To help readers who were likely unfamiliar with Old English and its letterforms, early modern printed books that included Old English texts often prefaced them with tables that decoded the characters (Echard 25). These tables drew attention to the Old English texts and made them less daunting for early modern readers. Printers and authors also often included an early modern English translation alongside the Old English texts to ensure readership (25, 29-30). Producing Old English letterforms for printing was a lengthy and expensive process: letterforms had already been cut for languages such as Latin, Hebrew, and Greek (which could be imported), but Old English letterforms had to be created based on manuscript (hand-written documents) exempla (27). The process for creating these letterforms consisted of locating exempla (manuscripts that included Old English texts), making matrices (concave letterforms in which types are cast), and cutting punches (Nicholson 778). Although Old English letterforms were used to establish authority and a brand of indigenous “Englishness,” perceptions of Old English varied. Often, Old English was associated with “Gothicness” and, thus, seen as a barbaric language compared to Latin (Echard 30). Although perceptions of Old English varied in the Early Modern period, its presence in a codex brought the text back to a time of symbolic antiquity (30).
The Old English sermon found in the 1610 edition of Foxe’s Actes and Monuments includes a small table of Old English letterforms and a brief discussion of the sermon’s translation. The sermon reproduced in this codex is attributed to Ælfric of Eynsham (c. 950–c. 1010), Benedictine abbot of Eynsham and scholar, who translated the text out of Latin into Old English (Godden para. 1). This codex does not include a modern English translation of the Old English sermon.

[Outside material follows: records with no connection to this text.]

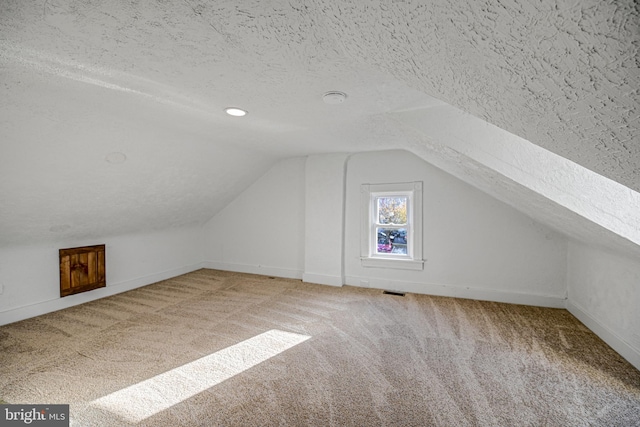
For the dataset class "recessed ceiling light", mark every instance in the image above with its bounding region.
[104,151,127,165]
[224,107,247,117]
[322,90,347,105]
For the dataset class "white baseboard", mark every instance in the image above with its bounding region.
[567,300,640,370]
[345,276,566,308]
[302,273,344,287]
[202,261,302,279]
[0,263,203,325]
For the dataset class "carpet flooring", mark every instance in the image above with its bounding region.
[0,269,640,427]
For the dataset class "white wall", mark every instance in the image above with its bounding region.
[567,241,640,369]
[0,227,202,325]
[345,151,567,307]
[204,151,567,307]
[203,157,305,279]
[302,154,348,286]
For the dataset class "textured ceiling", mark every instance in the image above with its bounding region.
[0,0,640,244]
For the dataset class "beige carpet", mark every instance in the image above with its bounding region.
[0,270,640,426]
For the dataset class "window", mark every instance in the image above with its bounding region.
[360,182,424,270]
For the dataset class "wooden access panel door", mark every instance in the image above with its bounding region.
[60,245,107,297]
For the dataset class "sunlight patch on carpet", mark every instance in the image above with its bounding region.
[91,329,311,422]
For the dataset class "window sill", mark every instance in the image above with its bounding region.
[360,257,424,270]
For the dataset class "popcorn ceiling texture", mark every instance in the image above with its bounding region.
[0,0,640,245]
[319,0,640,191]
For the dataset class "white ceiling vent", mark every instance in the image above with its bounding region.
[322,90,347,105]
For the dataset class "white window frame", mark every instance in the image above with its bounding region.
[360,181,424,270]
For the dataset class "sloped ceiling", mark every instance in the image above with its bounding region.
[0,0,640,249]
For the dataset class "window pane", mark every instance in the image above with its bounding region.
[376,227,407,255]
[377,197,407,225]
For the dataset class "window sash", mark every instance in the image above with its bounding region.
[360,181,424,270]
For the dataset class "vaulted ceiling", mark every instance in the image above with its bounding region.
[0,0,640,249]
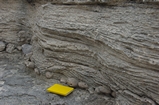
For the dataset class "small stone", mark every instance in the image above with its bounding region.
[67,78,78,87]
[22,44,32,54]
[0,41,6,51]
[6,43,15,53]
[88,87,95,94]
[17,46,22,51]
[25,61,35,69]
[95,86,111,94]
[111,91,116,98]
[60,77,67,83]
[78,82,88,89]
[45,71,53,79]
[34,68,40,75]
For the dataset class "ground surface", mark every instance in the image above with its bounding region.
[0,53,113,105]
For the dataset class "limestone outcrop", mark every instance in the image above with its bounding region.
[0,0,159,105]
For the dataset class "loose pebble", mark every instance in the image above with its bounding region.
[45,71,53,79]
[111,91,116,98]
[22,44,32,54]
[95,86,111,94]
[67,78,78,87]
[17,46,22,51]
[60,77,67,83]
[0,41,6,51]
[34,68,40,75]
[6,43,15,53]
[78,82,88,89]
[25,61,35,69]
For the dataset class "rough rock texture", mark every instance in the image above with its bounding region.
[32,1,159,105]
[0,0,159,105]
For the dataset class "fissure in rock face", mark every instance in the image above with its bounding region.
[0,0,159,105]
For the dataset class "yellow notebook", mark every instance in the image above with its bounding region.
[47,84,74,96]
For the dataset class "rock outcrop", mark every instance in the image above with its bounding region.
[0,0,159,105]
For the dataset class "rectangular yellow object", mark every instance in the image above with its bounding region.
[47,84,74,96]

The table of Old English letterforms found in the 1610 edition of Foxe’s Actes and Monuments represents variations in the typeface and abbreviations used to represent Old English. Some of the most antiquarian forms represented in the table are “thorns,” “eths,” and “yoghs” (McGillivray 25-26). “Thorns” and “eths” are closely related in Old English as they both represent a “th” sound in modern English (25). However, “thorns” and “eths” can either represent voiced “th” sounds (like in the modern English word “that”) or unvoiced “th” sounds (like in the modern English word “thick”) (25). These letterforms are figured in the table and are represented by the forms Þ and þ (capital and lowercase “thorns”) and Ð and ð (capital and lowercase “eths”). The “yogh” in this table appears under the lowercase “g” and is represented by the symbol ȝ. “Yoghs” have two distinct sounds in Old English: if a “yogh” appears before a back vowel (like “o” or “a”) or another consonant, it is pronounced like a hard “g” in modern English; but if a “yogh” appears before a front vowel (like “i” or “e”) or at the end of a word after a front vowel, it is pronounced like a “y” in the modern English word “yes” (26).